The War Of The End Of The World - Mario Vargas Llosa [194]
After the bugler has blown taps, Moreira César points with his sword at the mountainside before them and delivers a very short speech. “The murderers have not fled, men. They are there, awaiting punishment. I say no more now, in order that bayonets and rifles may speak.”
He hears the roar of the cannon again, closer this time, and gives a start, wide awake now. He remembers that in the last few days he has hardly sneezed once, not even in this rainy dampness, and he tells himself that the expedition will have been worthwhile to him for one reason at least: the nightmare of his life, the fits of sneezing that drove his fellow workers at the newspaper mad and often kept him awake all night long, have become less frequent, have perhaps disappeared altogether. He remembers that he began to smoke opium, not so much because he wanted to have the dreams it brings as because he wanted to sleep without sneezing, and he says to himself: “What a dull clod I am.” He turns over on his side and looks up at the sky: a black expanse without a spark of light. It is so dark he cannot make out the faces of the soldiers lying next to him, to his right and to his left. But he can hear their heavy breathing, the words that escape their lips. Every so often, some of them get up and others lie down as the former climb up to the top of the mountain to take their places. He thinks: “It’s going to be terrible.” Something that can never be faithfully reproduced in writing. He thinks: “They are filled with hatred, intoxicated by their desire for vengeance, the desire to make someone pay for their exhaustion, hunger, thirst, the horses and animals lost, and above all for the mutilated, outraged dead bodies of the comrades they saw leave a few short hours before to take Caracatá.” He thinks: “It was what they needed to reach a fever pitch. That hatred is what has enabled them to scale the rocky mountainsides at a frenetic pace, clenching their teeth, and what must be causing them to lie there unable to sleep now, clutching their weapons, looking down obsessively from the crest at the shadows below where their prey awaits them, hated in the beginning out of duty but hated intimately and personally now, like enemies from whom it is their duty to collect a debt of honor owed them.”

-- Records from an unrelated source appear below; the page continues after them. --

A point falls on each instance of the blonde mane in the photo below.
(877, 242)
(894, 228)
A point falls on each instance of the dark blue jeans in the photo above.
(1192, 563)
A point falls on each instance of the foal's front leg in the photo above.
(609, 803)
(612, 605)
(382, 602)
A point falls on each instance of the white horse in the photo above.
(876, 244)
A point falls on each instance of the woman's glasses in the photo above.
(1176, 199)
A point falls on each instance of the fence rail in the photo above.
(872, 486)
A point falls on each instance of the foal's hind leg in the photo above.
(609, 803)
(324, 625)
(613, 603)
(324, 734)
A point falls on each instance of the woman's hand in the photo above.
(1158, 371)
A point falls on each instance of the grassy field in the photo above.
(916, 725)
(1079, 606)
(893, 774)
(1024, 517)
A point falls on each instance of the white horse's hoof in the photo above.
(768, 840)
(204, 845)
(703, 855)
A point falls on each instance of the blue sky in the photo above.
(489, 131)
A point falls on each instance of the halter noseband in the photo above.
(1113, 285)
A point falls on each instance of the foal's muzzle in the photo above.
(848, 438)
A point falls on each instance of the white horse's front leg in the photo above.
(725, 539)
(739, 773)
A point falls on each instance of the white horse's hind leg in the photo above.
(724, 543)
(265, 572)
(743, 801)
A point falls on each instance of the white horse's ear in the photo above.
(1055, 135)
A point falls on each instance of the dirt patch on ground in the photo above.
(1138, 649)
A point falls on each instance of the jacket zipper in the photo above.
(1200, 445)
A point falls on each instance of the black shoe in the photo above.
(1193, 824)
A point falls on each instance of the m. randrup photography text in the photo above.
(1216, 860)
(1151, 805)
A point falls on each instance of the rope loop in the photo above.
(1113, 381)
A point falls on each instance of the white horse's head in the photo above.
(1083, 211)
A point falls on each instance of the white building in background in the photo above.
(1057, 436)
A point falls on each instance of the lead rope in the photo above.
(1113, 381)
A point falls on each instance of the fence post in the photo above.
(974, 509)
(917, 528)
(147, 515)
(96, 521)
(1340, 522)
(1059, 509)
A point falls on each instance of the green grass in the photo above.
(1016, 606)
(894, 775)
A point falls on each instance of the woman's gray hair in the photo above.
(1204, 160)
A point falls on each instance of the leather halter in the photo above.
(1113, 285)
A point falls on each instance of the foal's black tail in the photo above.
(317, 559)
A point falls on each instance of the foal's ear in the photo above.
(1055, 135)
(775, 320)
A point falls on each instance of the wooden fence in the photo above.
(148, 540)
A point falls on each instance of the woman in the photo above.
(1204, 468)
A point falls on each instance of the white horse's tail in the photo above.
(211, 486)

Because of the mad cadence at which the Seventh Regiment stormed up the hillsides, he was unable to remain at the head of the column with the colonel, his staff officers, and his escort. He was prevented from doing so by the fading light, his constant stumbling and falling, his swollen feet, his heart that seemed to be about to burst, his pounding temples. What made him hold out, struggle back to his feet again and again, go on climbing? He thinks: fear of being left all by myself, curiosity as to what is going to happen. In one of his many falls he lost track of his portable writing desk, but a soldier with a bare scalp—they shave all the hair off those infested with lice—hands it to him a few minutes later. He has no use for it any more; his ink is all gone and his last goose-quill got broken the evening before. Now that the rain has stopped, he hears various sounds, a rattling of stones, and wonders if the companies are continuing to deploy in all directions during the night, if the cannons and machine guns are being hauled to a new emplacement, or if the vanguard has dashed down the mountainside without waiting for daybreak.